Airfield information
- Elevation: 38 metres (125 ft) AMSL
Runways
| Direction | Length and surface |
| 06/24 | 2,500 metres (8,202 ft) Concrete |

= Bagay-Baranovka air base =

Airport in Saratov Oblast, Russia

Bagay-Baranovka (also given as Sennoy, Sennoe, or Sennoye) is an air base in Saratov Oblast, Russia located 2 km south of Sennoy. It is a small training base, with training airspace about 5–10 km to the east and home to the 395th Independent Test Aviation Squadron of the 929th State Flight Test Centre named for V. P. Chkalov.

Units on the base include the 343rd Instructor Fighter Aviation Regiment (343 IIAP), equipped with Sukhoi Su-17 aircraft in 1989-91 and Mikoyan-Gurevich MiG-23 and MiG-29E in the early 1990s. The unit has been reported to have disbanded in 1998. However, another report says it had as many as 54 MiG-29s by 2003.

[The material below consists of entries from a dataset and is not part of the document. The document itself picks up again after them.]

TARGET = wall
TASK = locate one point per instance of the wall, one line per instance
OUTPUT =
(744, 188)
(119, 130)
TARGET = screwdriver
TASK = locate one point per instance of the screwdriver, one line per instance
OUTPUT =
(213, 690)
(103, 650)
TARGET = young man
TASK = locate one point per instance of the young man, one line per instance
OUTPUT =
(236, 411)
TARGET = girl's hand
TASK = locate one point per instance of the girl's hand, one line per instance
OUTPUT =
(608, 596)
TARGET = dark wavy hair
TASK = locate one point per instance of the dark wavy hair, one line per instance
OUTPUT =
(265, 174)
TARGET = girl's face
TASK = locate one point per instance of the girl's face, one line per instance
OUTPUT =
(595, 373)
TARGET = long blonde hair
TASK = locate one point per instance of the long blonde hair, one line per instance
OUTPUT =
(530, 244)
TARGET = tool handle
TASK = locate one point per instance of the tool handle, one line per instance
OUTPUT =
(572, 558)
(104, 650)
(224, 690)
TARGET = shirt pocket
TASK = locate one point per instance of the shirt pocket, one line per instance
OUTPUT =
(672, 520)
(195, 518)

The base also played host briefly to the 176th Fighter Aviation Regiment, flying MiG-29s, when it returned from Mikha Tskhakaya (Senaki), Georgia in 1992; it was quickly disbanded.

== History ==
The airfield was created in the early 1940s and named after the nearby village of Baranivka, located on the banks of the Bagay River. In those years, the 8th Reserve Fighter Aviation Regiment was based at the aerodrome, specializing in personnel training for the units used the Yak fighter aircraft, and also, flying tests with Yak aircraft produced by the Saratov Aviation Plant. Among the units that the regiment successively set up was the 894th Fighter Aviation Regiment.

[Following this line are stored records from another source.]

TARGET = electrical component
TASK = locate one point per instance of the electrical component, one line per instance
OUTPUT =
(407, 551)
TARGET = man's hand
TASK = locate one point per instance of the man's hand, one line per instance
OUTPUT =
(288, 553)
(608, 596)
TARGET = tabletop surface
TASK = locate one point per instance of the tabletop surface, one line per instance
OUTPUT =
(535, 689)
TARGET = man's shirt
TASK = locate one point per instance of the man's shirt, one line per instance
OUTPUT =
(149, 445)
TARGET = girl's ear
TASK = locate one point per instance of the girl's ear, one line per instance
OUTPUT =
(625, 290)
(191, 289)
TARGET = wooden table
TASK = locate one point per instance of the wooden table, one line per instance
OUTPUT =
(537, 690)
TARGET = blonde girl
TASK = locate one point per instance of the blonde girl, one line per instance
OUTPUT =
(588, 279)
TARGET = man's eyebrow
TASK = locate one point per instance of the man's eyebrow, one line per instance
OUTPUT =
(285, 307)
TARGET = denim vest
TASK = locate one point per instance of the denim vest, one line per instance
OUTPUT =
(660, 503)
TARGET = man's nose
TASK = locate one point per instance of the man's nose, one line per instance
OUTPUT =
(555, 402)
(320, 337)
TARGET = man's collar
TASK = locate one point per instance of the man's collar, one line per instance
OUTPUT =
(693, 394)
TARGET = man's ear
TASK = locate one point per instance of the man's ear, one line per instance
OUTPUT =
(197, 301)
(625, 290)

In 1955, the unit based at the aerodrome (established on March 17, 1944) was reorganized into the 101st Separate test aviation squadron (military unit 54817).

Until 1998, the 343rd instructor fighter air regiment was stationed at the airfield (Su-17, MiG-23, MiG-29 aircraft).

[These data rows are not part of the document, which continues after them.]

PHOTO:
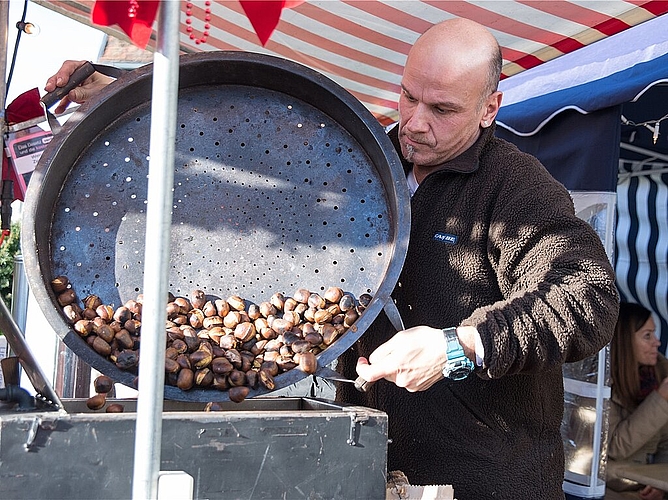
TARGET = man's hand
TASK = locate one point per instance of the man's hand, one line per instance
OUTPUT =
(412, 359)
(91, 86)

On July 1, 1993, the 395th separate air squadron (395-я отдельная испытательная авиационная эскадрилья (в/ч 54817)) for the radiation, chemical and biological defense was established at the airfield based on merging of the 101st Separate Test Aviation Squadron (101st separate air squadron) and the 220th (separate air squadron) relocated from Aralsk (Kazakhstan).

Since 1993 until 2009, the commander of the 395th separate air squadron was Colonel Plaskeev Grigory Semyonovich, a sniper pilot, Honored military pilot of Russia.

On November 1, 2009, the 395th separate air squadron was transferred to the Air Force of the Russian Federation and reorganized into 929th test aviation squadron of the Main Flight Test Center of V.P. Chkalov.